Islamabad, July 21, 2025 – Pakistan witnessed a substantial surge in gold import during the fiscal year 2024-25, according to the latest figures released by the Pakistan Bureau of Statistics (PBS).
The country’s gold import jumped by an impressive 81%, reaching $31 million, compared to $17 million in the previous fiscal year.
This sharp increase in gold import value is attributed to the global rise in gold prices, driven by a series of international and regional developments. Experts noted that tariff policies introduced by the US government created waves in global financial and commodity markets. Additionally, the ongoing conflict between Israel and Iran played a significant role in pushing gold prices higher, as investors turned to the precious metal as a safe-haven asset.
Interestingly, despite the rising prices, Pakistan also experienced a notable increase in the quantity of gold import. During FY25, the country imported 391 kilograms of gold, marking a 49% increase from 262 kilograms imported in the preceding fiscal year. This indicates that local demand for gold remains strong, with investors seeking financial security amid inflation and uncertainty.
Economic analysts believe that rising inflation at home and a volatile geopolitical environment encouraged people to turn towards gold as a reliable store of value. The public’s growing preference for physical assets like gold is a clear indicator of declining confidence in other investment avenues during turbulent times.

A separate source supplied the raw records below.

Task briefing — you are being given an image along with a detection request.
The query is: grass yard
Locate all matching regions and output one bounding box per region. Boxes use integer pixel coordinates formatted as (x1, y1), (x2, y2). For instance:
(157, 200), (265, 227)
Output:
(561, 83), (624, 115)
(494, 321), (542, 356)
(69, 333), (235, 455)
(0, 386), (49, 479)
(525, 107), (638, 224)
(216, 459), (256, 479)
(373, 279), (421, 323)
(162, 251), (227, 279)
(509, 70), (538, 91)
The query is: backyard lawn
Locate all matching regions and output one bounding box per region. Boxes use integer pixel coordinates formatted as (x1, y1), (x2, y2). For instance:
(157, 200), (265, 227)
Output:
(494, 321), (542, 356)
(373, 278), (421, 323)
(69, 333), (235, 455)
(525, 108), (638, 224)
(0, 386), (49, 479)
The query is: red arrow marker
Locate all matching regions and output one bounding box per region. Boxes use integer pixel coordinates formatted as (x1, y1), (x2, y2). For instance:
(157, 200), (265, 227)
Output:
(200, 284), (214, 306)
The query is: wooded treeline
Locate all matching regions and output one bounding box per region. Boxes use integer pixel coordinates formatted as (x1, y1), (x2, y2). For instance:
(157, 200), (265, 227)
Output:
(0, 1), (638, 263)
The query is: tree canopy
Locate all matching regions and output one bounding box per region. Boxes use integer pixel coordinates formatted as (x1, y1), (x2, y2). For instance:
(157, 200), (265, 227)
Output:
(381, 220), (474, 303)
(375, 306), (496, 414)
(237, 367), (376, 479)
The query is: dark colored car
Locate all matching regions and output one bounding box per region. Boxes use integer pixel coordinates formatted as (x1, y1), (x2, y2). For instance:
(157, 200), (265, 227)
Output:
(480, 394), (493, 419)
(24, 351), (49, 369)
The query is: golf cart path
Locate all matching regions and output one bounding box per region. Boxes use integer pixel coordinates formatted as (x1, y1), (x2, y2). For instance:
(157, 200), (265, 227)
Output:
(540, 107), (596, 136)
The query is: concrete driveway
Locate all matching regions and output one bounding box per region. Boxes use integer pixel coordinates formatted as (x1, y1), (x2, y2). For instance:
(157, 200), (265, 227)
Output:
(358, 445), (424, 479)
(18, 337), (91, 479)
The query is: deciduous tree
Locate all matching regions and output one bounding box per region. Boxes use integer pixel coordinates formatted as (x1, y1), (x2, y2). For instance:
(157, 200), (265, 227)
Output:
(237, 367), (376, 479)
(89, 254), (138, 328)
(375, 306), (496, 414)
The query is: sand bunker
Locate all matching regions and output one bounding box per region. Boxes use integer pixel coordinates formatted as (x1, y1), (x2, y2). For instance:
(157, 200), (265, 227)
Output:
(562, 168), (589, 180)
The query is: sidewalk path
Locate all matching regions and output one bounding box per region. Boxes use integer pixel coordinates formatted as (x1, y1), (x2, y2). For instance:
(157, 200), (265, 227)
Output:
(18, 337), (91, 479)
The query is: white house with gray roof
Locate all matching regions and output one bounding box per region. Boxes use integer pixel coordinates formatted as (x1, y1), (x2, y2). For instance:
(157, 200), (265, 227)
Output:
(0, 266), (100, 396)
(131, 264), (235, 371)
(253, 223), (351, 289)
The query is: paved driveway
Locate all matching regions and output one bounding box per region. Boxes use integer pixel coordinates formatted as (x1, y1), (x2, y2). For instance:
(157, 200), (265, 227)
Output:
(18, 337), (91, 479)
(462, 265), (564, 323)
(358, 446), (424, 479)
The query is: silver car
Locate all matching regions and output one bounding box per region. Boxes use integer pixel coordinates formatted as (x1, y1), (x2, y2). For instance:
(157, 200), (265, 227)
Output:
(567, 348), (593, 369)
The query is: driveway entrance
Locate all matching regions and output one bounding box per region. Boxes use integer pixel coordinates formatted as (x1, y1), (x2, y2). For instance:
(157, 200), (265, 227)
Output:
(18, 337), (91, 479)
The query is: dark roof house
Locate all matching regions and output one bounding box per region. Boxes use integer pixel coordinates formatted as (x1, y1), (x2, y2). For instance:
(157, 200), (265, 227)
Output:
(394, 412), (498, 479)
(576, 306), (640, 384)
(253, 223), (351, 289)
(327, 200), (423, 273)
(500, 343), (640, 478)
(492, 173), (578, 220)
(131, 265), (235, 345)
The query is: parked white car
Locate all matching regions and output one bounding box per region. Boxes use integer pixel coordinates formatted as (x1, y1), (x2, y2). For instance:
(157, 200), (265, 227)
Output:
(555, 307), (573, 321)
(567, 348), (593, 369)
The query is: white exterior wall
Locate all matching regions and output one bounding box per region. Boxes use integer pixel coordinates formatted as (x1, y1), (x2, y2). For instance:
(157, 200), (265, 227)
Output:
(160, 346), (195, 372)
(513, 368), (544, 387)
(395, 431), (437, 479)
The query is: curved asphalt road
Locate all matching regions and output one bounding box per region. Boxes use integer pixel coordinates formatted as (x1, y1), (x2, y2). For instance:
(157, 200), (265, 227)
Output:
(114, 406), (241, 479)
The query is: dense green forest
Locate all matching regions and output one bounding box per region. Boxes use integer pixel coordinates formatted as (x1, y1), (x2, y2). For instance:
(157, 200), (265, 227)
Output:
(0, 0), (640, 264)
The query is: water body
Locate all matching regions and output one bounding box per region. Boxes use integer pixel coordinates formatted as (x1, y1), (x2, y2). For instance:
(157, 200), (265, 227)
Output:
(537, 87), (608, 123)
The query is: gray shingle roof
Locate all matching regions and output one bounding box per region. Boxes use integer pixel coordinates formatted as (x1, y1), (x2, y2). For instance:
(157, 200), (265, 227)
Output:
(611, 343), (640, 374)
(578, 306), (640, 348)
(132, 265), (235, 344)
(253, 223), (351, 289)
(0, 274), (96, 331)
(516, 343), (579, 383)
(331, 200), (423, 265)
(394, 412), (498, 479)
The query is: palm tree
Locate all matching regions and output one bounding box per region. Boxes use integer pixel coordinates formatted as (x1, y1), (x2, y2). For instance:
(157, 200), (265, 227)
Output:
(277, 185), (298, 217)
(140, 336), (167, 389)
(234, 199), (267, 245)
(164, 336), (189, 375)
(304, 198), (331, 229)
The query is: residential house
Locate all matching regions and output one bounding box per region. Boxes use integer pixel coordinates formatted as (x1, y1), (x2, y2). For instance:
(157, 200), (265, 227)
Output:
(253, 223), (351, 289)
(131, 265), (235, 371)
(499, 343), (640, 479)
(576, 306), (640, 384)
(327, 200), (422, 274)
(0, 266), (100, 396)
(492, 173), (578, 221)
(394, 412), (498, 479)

However, in an interesting twist, PBS data showed that gold import during June 2025 and June 2024 was recorded at zero. This anomaly suggests caution among traders and importers during the budget announcement month, as government policy changes can directly impact duties and tariffs on luxury and non-essential items, including gold.
Experts have urged policymakers to closely monitor trends in gold import, as excessive reliance on the import of precious metals can place additional pressure on foreign exchange reserves. Meanwhile, rising demand for gold reflects deeper economic sentiments, pointing toward the need for more stable fiscal policies and investor confidence-building measures.